The Problem of Privatization

I am participating in a professional development faculty learning group this semester. We're reading The Courage to Teach, by Parker Palmer. On the whole, I like the book. Even when I disagree, I find that Palmer gives food for thought. Palmer argues that a problem for teachers in the university is that we teach, generally, out of collegial sight.

In the cases of surgeons and trial lawyers, who practice their profession before the eyes of others who are also experts in their profession, professors almost always teach out of the sight of their colleagues. As Palmer puts it, "Lawyers argue cases in front of other lawyers, where gaps in their skill and knowledge are clear for all to see. Surgeons operate under the gaze of specialists who notice if a hand trembles, making malpractice less likely. But teachers can lose sponges or amputate the wrong limb with no witnesses except the victims (p. 146)."

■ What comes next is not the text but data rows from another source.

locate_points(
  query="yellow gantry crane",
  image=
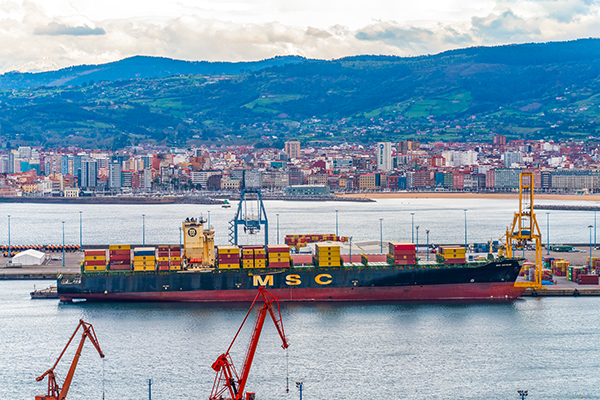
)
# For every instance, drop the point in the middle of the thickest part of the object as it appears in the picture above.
(525, 229)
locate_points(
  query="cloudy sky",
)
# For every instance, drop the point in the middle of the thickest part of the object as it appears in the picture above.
(49, 34)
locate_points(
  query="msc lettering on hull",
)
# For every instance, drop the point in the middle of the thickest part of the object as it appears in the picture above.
(290, 280)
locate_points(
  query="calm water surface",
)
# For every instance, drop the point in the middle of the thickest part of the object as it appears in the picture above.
(340, 351)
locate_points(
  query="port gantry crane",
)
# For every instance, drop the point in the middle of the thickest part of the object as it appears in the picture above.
(525, 229)
(55, 392)
(228, 382)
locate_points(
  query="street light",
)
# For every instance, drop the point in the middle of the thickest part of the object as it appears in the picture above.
(381, 235)
(63, 243)
(80, 232)
(547, 234)
(277, 228)
(300, 386)
(9, 238)
(427, 232)
(465, 210)
(417, 239)
(412, 216)
(590, 226)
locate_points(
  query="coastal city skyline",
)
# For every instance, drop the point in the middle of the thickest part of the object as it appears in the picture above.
(297, 170)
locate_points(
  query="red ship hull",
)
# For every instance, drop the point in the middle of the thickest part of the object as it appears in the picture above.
(484, 291)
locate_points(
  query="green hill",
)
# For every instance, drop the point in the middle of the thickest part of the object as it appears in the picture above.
(546, 90)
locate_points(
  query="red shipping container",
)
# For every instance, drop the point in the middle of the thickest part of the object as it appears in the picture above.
(119, 267)
(279, 264)
(95, 262)
(95, 252)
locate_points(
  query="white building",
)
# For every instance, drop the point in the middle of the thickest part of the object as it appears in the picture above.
(384, 156)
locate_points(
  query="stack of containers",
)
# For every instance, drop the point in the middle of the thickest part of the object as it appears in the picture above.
(279, 255)
(402, 254)
(327, 255)
(260, 257)
(119, 257)
(94, 260)
(175, 258)
(247, 257)
(163, 258)
(452, 255)
(228, 257)
(559, 267)
(144, 259)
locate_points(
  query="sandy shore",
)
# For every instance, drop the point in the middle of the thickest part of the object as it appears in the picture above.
(456, 195)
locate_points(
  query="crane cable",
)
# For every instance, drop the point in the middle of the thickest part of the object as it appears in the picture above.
(287, 372)
(103, 362)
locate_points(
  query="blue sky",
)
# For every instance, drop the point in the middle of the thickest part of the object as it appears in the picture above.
(50, 34)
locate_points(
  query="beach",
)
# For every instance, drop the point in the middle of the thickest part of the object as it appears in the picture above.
(468, 195)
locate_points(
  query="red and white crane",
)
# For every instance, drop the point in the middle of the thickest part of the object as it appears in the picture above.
(55, 392)
(228, 384)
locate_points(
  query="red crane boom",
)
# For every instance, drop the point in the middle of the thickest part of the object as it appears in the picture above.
(54, 391)
(227, 380)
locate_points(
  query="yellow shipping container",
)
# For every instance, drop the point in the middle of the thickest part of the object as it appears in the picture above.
(228, 250)
(144, 258)
(95, 258)
(119, 247)
(146, 262)
(143, 267)
(89, 268)
(229, 266)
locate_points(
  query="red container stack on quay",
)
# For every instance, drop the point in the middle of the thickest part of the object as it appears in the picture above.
(163, 258)
(119, 256)
(175, 258)
(402, 254)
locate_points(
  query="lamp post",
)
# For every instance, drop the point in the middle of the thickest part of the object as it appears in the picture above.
(417, 239)
(427, 232)
(465, 210)
(277, 228)
(80, 232)
(300, 386)
(590, 226)
(381, 235)
(547, 234)
(412, 216)
(63, 243)
(350, 259)
(9, 238)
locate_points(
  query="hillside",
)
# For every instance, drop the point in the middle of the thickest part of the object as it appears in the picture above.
(547, 90)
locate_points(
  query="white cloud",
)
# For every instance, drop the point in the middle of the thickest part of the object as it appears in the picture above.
(63, 33)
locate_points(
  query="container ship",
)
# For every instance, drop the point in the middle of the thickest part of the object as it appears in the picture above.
(198, 271)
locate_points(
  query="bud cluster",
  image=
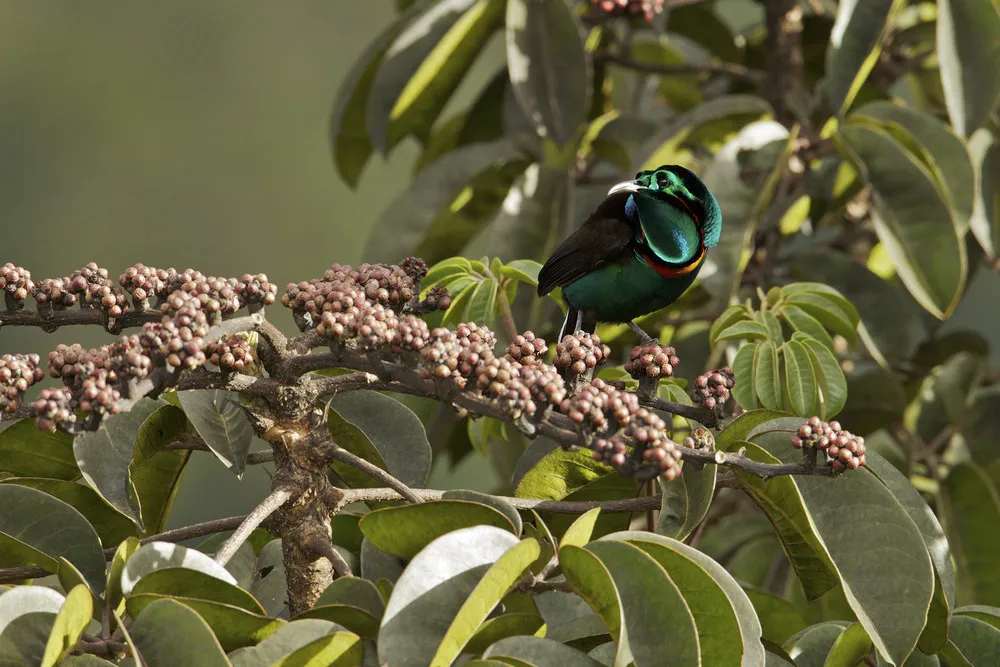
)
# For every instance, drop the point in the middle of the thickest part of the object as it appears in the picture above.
(579, 352)
(653, 360)
(844, 449)
(17, 373)
(713, 388)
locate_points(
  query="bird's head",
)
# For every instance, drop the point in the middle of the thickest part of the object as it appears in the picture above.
(679, 186)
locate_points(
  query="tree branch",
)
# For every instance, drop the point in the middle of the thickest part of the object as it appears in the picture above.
(266, 508)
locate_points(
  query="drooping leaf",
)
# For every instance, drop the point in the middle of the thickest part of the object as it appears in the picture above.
(968, 39)
(37, 528)
(912, 219)
(405, 530)
(550, 70)
(218, 419)
(432, 590)
(384, 431)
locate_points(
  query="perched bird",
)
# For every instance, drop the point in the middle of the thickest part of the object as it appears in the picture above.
(638, 252)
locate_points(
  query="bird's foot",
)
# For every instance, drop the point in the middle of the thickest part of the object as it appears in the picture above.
(644, 338)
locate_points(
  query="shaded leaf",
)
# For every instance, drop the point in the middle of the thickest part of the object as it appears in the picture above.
(217, 417)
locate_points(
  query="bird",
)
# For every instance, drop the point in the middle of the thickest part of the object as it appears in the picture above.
(639, 251)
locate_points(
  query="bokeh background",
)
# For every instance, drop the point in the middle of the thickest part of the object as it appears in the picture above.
(193, 133)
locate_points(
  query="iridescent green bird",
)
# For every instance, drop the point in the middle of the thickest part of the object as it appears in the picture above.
(638, 252)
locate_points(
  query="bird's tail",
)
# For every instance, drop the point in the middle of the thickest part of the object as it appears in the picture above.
(576, 320)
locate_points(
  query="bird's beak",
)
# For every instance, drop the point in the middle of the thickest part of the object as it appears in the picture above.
(627, 186)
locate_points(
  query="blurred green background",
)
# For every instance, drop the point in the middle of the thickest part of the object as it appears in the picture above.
(194, 134)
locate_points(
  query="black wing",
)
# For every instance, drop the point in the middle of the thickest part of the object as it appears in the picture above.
(605, 237)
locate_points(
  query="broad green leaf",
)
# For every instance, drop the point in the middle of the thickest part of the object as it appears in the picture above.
(349, 139)
(985, 221)
(855, 44)
(71, 621)
(970, 510)
(800, 380)
(28, 451)
(439, 73)
(105, 456)
(233, 627)
(830, 376)
(686, 500)
(743, 390)
(110, 525)
(159, 555)
(405, 222)
(405, 530)
(766, 380)
(649, 621)
(968, 40)
(217, 417)
(872, 564)
(433, 588)
(501, 576)
(745, 330)
(37, 528)
(912, 219)
(370, 421)
(287, 639)
(550, 70)
(156, 632)
(186, 582)
(948, 158)
(538, 652)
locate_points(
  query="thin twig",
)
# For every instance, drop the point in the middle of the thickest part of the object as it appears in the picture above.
(266, 508)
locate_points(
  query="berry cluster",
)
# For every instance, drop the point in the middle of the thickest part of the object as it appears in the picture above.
(17, 373)
(653, 360)
(526, 349)
(713, 388)
(16, 284)
(579, 352)
(645, 8)
(844, 449)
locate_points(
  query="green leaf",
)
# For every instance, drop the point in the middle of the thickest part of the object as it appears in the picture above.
(912, 219)
(746, 329)
(37, 528)
(156, 632)
(217, 417)
(830, 376)
(800, 380)
(550, 70)
(970, 510)
(111, 526)
(686, 500)
(404, 224)
(457, 31)
(765, 376)
(538, 652)
(186, 582)
(405, 530)
(855, 44)
(159, 555)
(433, 588)
(743, 390)
(382, 430)
(105, 456)
(484, 598)
(649, 621)
(71, 621)
(28, 451)
(349, 140)
(968, 34)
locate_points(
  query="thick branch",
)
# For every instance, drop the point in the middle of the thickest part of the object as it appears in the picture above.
(272, 502)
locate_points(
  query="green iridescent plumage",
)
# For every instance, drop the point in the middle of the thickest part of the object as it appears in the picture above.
(637, 252)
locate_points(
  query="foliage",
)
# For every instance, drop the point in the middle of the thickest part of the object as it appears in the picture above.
(855, 160)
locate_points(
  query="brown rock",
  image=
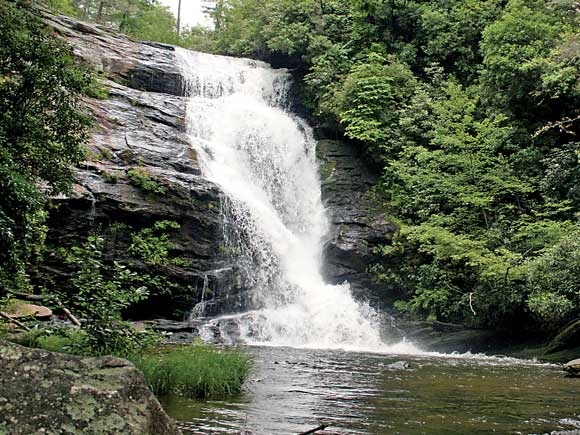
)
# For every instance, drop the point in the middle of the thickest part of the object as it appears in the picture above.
(21, 310)
(51, 393)
(573, 367)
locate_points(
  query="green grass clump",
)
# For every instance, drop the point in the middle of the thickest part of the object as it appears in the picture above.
(198, 370)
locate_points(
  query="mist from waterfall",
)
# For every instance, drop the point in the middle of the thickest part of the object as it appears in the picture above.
(263, 158)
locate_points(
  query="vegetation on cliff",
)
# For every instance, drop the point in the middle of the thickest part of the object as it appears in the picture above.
(471, 110)
(42, 133)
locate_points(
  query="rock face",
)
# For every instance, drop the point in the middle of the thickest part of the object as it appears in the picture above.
(44, 392)
(140, 132)
(573, 367)
(356, 228)
(141, 127)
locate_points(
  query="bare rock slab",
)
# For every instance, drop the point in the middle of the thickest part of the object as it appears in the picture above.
(573, 367)
(51, 393)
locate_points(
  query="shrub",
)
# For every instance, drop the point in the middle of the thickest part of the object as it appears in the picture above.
(197, 370)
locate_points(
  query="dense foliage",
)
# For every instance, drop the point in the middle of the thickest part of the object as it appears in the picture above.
(472, 110)
(146, 20)
(42, 131)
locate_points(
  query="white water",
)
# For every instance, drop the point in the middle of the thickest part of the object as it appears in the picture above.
(263, 158)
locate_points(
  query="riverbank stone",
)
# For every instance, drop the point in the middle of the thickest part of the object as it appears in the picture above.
(51, 393)
(573, 368)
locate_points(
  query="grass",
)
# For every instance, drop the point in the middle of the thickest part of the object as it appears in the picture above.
(197, 370)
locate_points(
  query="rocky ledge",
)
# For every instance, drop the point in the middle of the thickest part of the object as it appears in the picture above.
(347, 180)
(573, 368)
(50, 393)
(141, 169)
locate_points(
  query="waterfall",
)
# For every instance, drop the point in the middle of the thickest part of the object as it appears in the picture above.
(263, 158)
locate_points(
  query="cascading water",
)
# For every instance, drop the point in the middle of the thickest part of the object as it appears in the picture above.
(263, 158)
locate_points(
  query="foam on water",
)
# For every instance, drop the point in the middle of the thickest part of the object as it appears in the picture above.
(263, 158)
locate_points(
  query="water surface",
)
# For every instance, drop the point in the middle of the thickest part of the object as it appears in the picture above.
(292, 390)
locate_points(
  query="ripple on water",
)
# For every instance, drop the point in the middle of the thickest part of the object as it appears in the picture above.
(356, 393)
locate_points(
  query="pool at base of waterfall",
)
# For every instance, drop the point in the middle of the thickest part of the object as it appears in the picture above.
(294, 390)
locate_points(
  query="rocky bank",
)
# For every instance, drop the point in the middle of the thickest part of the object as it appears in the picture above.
(49, 393)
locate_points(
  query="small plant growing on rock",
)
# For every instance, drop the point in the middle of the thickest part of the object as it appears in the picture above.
(98, 293)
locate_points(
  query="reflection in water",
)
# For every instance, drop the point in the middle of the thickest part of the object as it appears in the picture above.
(293, 389)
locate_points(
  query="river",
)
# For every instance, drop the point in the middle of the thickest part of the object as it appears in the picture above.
(263, 158)
(292, 390)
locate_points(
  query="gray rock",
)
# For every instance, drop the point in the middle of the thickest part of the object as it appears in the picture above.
(141, 125)
(347, 180)
(145, 66)
(573, 367)
(399, 365)
(50, 393)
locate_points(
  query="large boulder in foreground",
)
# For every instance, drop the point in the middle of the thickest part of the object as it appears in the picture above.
(51, 393)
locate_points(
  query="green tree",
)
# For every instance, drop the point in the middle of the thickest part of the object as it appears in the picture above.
(42, 131)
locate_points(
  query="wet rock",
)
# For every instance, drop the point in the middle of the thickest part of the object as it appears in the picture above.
(140, 65)
(573, 367)
(568, 338)
(45, 392)
(399, 365)
(140, 126)
(347, 180)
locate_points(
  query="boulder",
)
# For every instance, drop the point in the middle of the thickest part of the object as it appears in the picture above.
(356, 227)
(141, 126)
(50, 393)
(21, 310)
(573, 367)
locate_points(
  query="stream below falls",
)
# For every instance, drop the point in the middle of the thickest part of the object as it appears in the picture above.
(293, 390)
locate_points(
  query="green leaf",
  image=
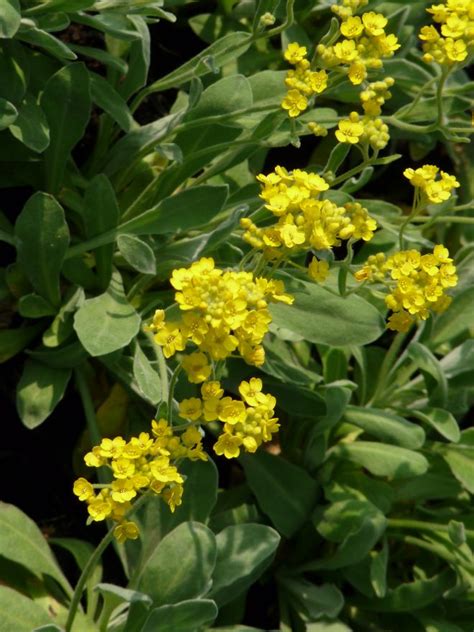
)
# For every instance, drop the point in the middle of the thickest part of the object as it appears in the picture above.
(382, 459)
(39, 391)
(356, 524)
(31, 127)
(35, 306)
(431, 367)
(12, 341)
(386, 426)
(8, 113)
(137, 253)
(22, 542)
(186, 210)
(101, 214)
(18, 613)
(322, 317)
(441, 420)
(454, 321)
(378, 570)
(411, 596)
(66, 103)
(138, 142)
(42, 240)
(461, 462)
(185, 616)
(107, 322)
(228, 48)
(285, 492)
(243, 552)
(104, 95)
(181, 566)
(49, 43)
(10, 18)
(105, 58)
(223, 97)
(146, 377)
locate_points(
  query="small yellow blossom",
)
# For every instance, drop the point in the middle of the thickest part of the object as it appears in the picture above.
(295, 103)
(197, 367)
(349, 132)
(318, 270)
(126, 531)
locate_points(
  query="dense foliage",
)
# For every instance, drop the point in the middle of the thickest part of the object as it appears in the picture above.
(256, 273)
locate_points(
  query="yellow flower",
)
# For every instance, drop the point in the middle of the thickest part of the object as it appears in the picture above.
(374, 23)
(349, 132)
(228, 445)
(197, 367)
(83, 489)
(251, 391)
(171, 339)
(190, 408)
(295, 53)
(99, 509)
(123, 491)
(232, 411)
(352, 27)
(295, 103)
(123, 468)
(112, 448)
(173, 496)
(126, 531)
(212, 390)
(318, 270)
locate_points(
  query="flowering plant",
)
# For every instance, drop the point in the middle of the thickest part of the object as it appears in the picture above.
(255, 273)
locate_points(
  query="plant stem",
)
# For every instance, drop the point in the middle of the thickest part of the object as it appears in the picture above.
(88, 568)
(91, 564)
(174, 379)
(162, 368)
(423, 526)
(387, 363)
(88, 406)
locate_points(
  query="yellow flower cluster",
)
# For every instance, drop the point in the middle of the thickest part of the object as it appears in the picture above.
(302, 82)
(345, 8)
(248, 422)
(367, 130)
(363, 46)
(303, 220)
(424, 179)
(223, 311)
(417, 283)
(375, 95)
(140, 464)
(456, 40)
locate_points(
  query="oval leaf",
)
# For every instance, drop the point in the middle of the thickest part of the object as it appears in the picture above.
(386, 426)
(384, 460)
(181, 566)
(39, 390)
(320, 316)
(107, 322)
(42, 240)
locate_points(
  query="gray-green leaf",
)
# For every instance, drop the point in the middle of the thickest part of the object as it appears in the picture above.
(107, 322)
(42, 240)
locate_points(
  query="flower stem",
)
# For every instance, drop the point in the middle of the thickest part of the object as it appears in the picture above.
(174, 379)
(90, 565)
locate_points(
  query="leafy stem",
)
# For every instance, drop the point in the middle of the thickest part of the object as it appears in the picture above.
(91, 564)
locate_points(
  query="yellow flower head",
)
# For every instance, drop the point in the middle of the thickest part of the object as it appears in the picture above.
(349, 131)
(295, 53)
(126, 531)
(197, 367)
(318, 270)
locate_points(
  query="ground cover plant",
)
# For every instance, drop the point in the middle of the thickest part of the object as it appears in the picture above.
(236, 327)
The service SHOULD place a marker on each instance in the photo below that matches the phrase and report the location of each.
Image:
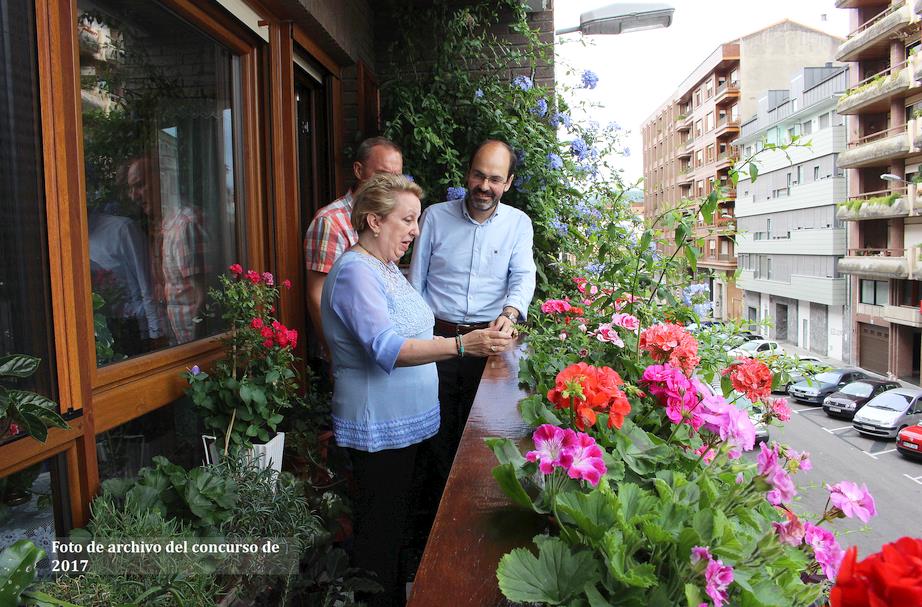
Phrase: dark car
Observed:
(852, 397)
(817, 388)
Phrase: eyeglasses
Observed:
(492, 179)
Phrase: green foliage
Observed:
(441, 114)
(242, 400)
(32, 413)
(203, 497)
(855, 204)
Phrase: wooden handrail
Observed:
(476, 523)
(888, 11)
(872, 252)
(878, 135)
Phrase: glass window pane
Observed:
(161, 144)
(25, 299)
(173, 431)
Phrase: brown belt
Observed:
(443, 327)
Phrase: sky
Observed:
(638, 71)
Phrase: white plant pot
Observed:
(267, 455)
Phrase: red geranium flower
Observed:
(585, 390)
(892, 576)
(751, 377)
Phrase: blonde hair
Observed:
(378, 196)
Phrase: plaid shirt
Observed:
(183, 270)
(329, 235)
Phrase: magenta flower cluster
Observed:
(717, 576)
(574, 452)
(774, 473)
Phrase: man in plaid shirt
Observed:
(331, 233)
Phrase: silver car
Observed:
(888, 413)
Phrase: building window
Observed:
(874, 292)
(162, 152)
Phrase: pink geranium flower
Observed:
(826, 549)
(606, 334)
(552, 448)
(790, 532)
(625, 321)
(852, 500)
(555, 306)
(587, 463)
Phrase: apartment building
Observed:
(687, 140)
(788, 237)
(883, 107)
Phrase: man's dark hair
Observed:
(365, 148)
(513, 159)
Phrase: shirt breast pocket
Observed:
(498, 260)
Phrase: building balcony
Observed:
(725, 161)
(727, 126)
(820, 241)
(883, 204)
(727, 93)
(873, 94)
(881, 263)
(872, 38)
(878, 149)
(819, 289)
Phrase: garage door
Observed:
(873, 348)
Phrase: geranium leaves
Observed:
(555, 576)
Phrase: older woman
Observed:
(385, 400)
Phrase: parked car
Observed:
(815, 389)
(909, 441)
(888, 413)
(756, 346)
(755, 410)
(849, 400)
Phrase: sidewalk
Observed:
(836, 363)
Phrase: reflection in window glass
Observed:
(25, 299)
(173, 431)
(163, 187)
(27, 507)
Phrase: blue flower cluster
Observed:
(540, 108)
(559, 226)
(559, 118)
(590, 79)
(522, 82)
(579, 148)
(455, 193)
(554, 161)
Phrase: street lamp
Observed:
(622, 18)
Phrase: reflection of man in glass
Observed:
(179, 256)
(120, 264)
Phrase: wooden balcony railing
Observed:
(873, 252)
(476, 523)
(878, 135)
(888, 11)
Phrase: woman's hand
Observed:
(486, 342)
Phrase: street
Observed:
(839, 453)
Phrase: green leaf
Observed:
(593, 513)
(753, 171)
(555, 576)
(506, 477)
(18, 365)
(506, 451)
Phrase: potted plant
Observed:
(242, 399)
(22, 411)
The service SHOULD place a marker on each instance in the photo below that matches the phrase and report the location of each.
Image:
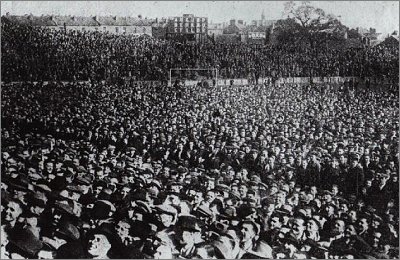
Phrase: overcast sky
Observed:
(383, 15)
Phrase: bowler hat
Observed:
(25, 240)
(189, 223)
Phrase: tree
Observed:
(312, 25)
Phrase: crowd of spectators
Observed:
(142, 170)
(40, 54)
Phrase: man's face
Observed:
(163, 252)
(298, 226)
(248, 232)
(123, 229)
(210, 196)
(353, 215)
(339, 226)
(243, 191)
(354, 163)
(198, 197)
(49, 167)
(275, 223)
(13, 211)
(312, 226)
(187, 238)
(125, 191)
(350, 231)
(99, 245)
(362, 225)
(166, 219)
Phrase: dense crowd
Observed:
(141, 170)
(39, 54)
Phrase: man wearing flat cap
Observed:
(187, 230)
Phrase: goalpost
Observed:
(191, 76)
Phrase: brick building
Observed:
(187, 28)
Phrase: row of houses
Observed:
(109, 24)
(258, 31)
(185, 27)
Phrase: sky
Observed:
(382, 15)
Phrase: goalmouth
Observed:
(191, 76)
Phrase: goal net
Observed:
(193, 76)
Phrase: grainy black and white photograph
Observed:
(199, 130)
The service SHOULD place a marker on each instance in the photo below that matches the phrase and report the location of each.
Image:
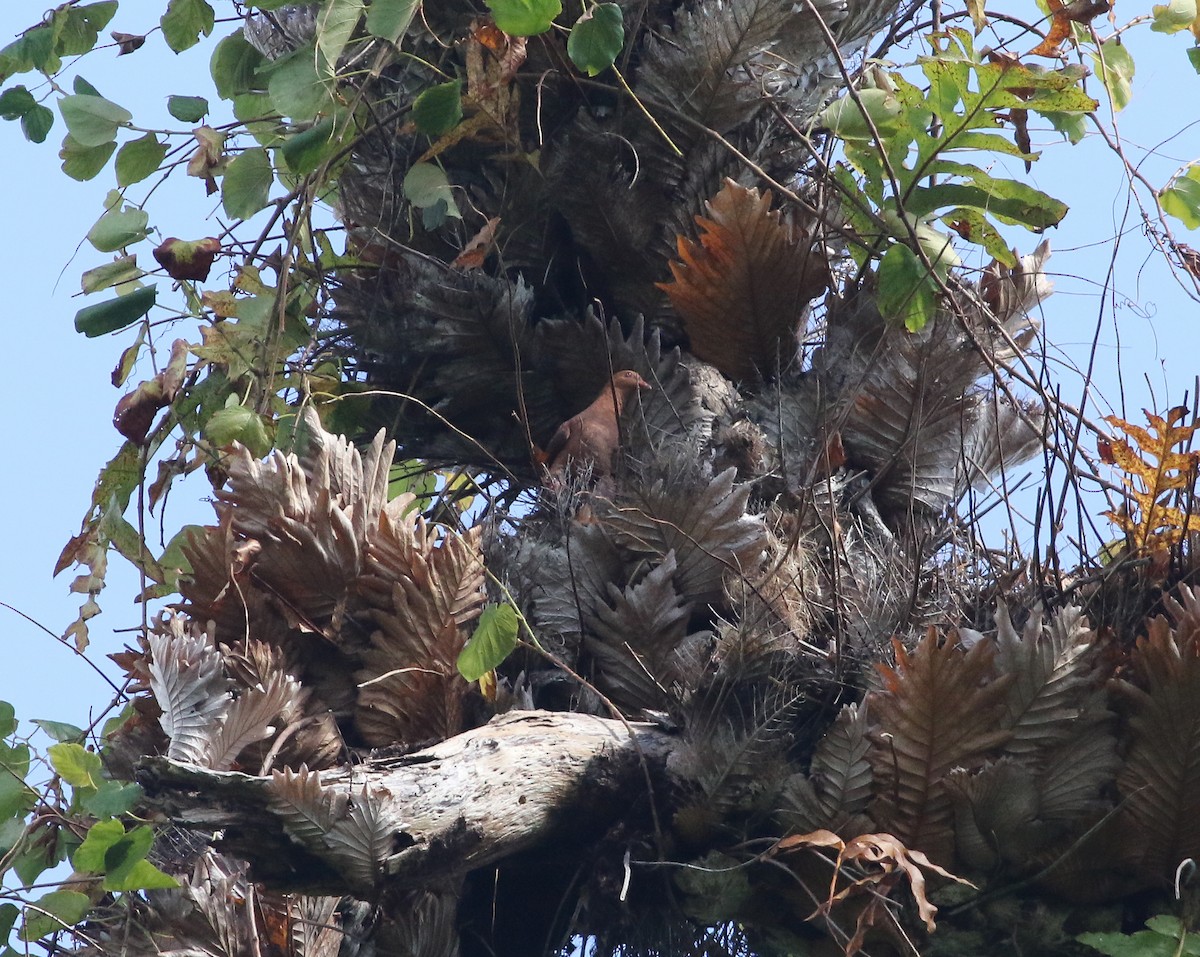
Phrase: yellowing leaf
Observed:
(1153, 471)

One result is that when teaching is evaluated, undue weight is placed upon student evaluations, the results of which can be manipulated (If we want to get rid of a faculty member, their strong student evaluations are merely evidence of "popularity". If we want to keep a faculty member, their weak student evaluations are irrelevant because they impart rigorous scholarship).
Palmer's solution is to learn about teaching and learning in community with our colleagues. Though there are barriers to this, such as lack of time and lack of trust, Palmer argues that we can and should take the time to know enough about each other's teaching to ask real questions of each other and aid one another's professional development as teachers, along the following lines:

1. Does this person take teaching seriously, as signified by her involvement in conversations about it?
2. What kind of process does this person go through in designing a course?
3. How does this person identify and respond to the problems that arise as a course proceeds?
4. Does this person learn from past mistakes in designing and implementing future courses?
5. Does this person attempt to help colleagues with issues in their teaching?

These questions seem useful not only to ask of others, but for personal reflection as well that ultimately will include but go beyond mere technique to the heart or soul of the teacher, as Palmer puts it.


  1. Mike,
    I agree with your remarks wholeheartedly. It always surprises me how few opportunities academic life provides us to actually observe others teach. This is part of the reason why I advocate (and try to embody) a scholarly approach to teaching, one informed by existing scholarship and theory. It's also a good reason to have high-quality disciplinary-focused weblogs on teaching. !!

  2. Michael,
    I agree--while reading Palmer on the lack of high-level conversations related to teaching, it struck me that ISW is just the sort of thing that he's calling for. This blog has contributed to my development as a teacher, and while there are many time sinks in the form of weblogs out there, this is one that is beneficial and never a waste of time to read.